Improved vaccine manufacture to control foot-and-mouth disease: Production of recombinant vaccines by design

Lead Research Organisation: The Pirbright Institute
Department Name: Picornavirus Molecular Biology

Abstract

One of our biggest challenges will be to meet a growing demand for food especially in the developing world. Animal diseases have a significant impact on the productivity of the livestock industry and safeguarding animal welfare will be a major part of maximising food production. Foot-and-mouth disease (FMD) is endemic in many regions of the world and affects huge numbers of animals, both wild animals and livestock (e.g. cattle, sheep, goats, pigs) and is greatly feared due to the enormous economic losses associated with outbreaks. Thus improved control of FMD could sustainably improve the performance of livestock industries and have enormous economic and social value worldwide especially in developing regions where livestock are seen as a means to raise millions from poverty.

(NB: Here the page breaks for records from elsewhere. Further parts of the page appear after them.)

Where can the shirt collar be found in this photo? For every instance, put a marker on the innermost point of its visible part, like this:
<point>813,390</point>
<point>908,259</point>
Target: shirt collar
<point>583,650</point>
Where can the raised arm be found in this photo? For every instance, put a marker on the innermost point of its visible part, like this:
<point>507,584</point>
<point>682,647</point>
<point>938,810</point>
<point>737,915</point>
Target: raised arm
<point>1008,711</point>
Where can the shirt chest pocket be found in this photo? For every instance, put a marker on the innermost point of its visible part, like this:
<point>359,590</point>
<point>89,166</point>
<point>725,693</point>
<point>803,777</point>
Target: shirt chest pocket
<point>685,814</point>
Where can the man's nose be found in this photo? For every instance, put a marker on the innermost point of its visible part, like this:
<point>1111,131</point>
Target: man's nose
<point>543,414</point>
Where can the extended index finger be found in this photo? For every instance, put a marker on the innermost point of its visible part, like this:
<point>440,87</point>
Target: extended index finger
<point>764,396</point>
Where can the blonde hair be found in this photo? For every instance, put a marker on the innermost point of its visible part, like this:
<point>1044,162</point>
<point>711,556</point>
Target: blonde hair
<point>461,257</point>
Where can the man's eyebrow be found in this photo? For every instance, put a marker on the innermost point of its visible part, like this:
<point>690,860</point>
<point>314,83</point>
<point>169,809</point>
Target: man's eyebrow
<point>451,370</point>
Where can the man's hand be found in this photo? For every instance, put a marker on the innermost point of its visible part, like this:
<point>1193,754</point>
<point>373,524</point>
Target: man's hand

In FMD-free regions, such as UK, the costs of FMD primarily result from the need to maintain a disease free status. However, FMD-free countries can face enormous losses as the result of periodic incursions and the estimated cost of the 2001 UK outbreak was £8-10Bn. Future incursions into the UK will undoubtedly occur with the potential to inflict substantial economic losses. Vaccination remains the most effective approach for controlling viral diseases and an estimated 2.35 billion doses of FMD vaccine are administered annually. Currently vaccination-led eradication campaigns are ongoing in India, South-East Asia and South America.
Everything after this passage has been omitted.